Ghani’s visit also comes amid reports of fissures in the almost-two-year-old National Unity Government of Afghanistan. News reports from Kabul in recent months have spoken of deepening differences between Ghani and his chief executive officer Abdullah Abdullah.
The latter recently accused the president of being unwilling to listen to his ministers and unfit to hold office, Reuters reported recently. Another news report talked of tensions between Ghani and his first vice-president, former warlord Abdul Rashid Dostum, with the latter reportedly accusing the president of being autocratic.
The three represent key ethnic groups in Afghanistan—Ghani is Pashtun, Abdullah is Tajik-Pashtun and Dostum is Uzbek.

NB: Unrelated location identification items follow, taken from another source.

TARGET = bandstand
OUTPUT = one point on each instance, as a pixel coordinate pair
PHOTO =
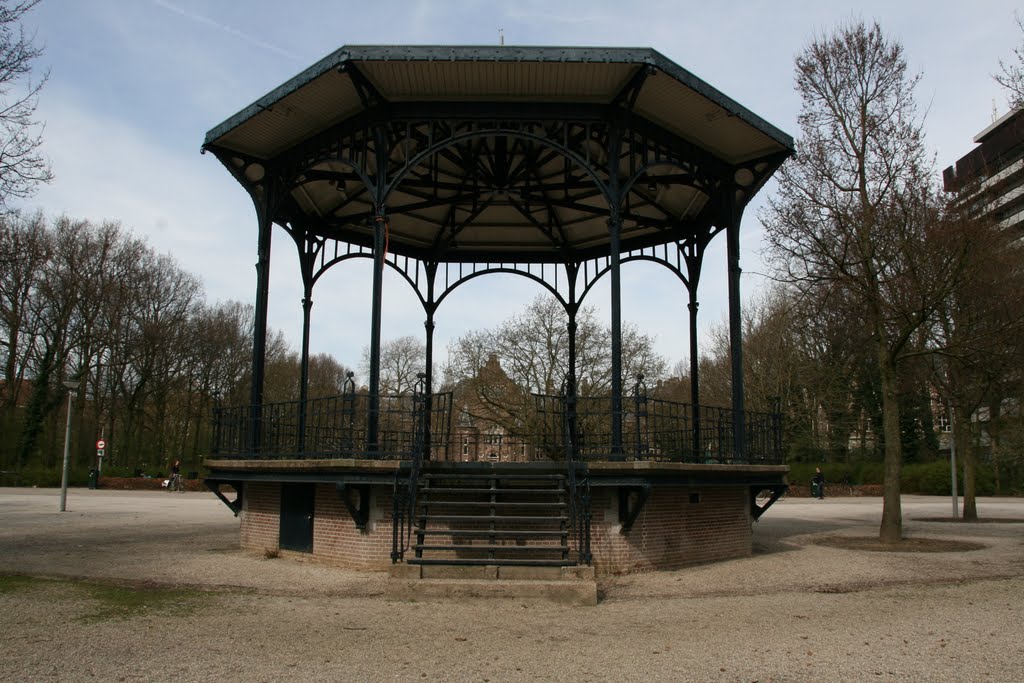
(448, 164)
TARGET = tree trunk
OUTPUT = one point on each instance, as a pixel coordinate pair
(966, 451)
(891, 529)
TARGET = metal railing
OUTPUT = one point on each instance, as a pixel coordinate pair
(656, 429)
(332, 427)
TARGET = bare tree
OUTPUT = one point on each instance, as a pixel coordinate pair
(23, 166)
(978, 338)
(1011, 74)
(851, 222)
(401, 359)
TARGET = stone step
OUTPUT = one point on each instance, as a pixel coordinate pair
(574, 586)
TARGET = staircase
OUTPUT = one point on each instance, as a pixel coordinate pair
(493, 518)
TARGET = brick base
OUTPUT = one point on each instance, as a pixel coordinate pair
(677, 526)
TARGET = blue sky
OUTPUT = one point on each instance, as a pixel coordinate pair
(135, 84)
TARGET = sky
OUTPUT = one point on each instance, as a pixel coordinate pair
(134, 86)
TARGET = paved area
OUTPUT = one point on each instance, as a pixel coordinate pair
(795, 610)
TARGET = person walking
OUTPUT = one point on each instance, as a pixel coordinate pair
(818, 484)
(175, 482)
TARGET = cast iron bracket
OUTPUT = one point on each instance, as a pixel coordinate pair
(775, 493)
(359, 513)
(236, 505)
(638, 496)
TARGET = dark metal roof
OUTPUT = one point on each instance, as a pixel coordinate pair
(501, 154)
(321, 95)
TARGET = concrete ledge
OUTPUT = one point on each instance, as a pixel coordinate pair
(564, 592)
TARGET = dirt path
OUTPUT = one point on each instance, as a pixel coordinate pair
(795, 610)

Ethnic differences resulting from mutual enmity was one of the reasons that helped Taliban capture large swathes of Afghanistan and eventually Kabul in 1996. An international coalition of troops led by the US ousted them from Kabul in 2001, after the 9/11 attacks in the US.
Ghani’s visit to New Delhi also comes as China last week started the first train from its east coast to northern Afghanistan, according to a Bloomberg report. The arrival of the train speeds up commerce between the two countries cutting down the time taken to transfer goods from China to Afghanistan from three to six months to two weeks, the report said. Ghani has often spoken of turning his landlocked country into a transit hub of Asia—linking east and west Asia, and south and central Asia. Last week, he warned Afghanistan will close transit routes for Pakistan to Central Asia since the Wagah port has been closed for Afghan traders for trade with India.
India and China are seen as the two biggest markets in the region for Afghan commodities as well as farm produce.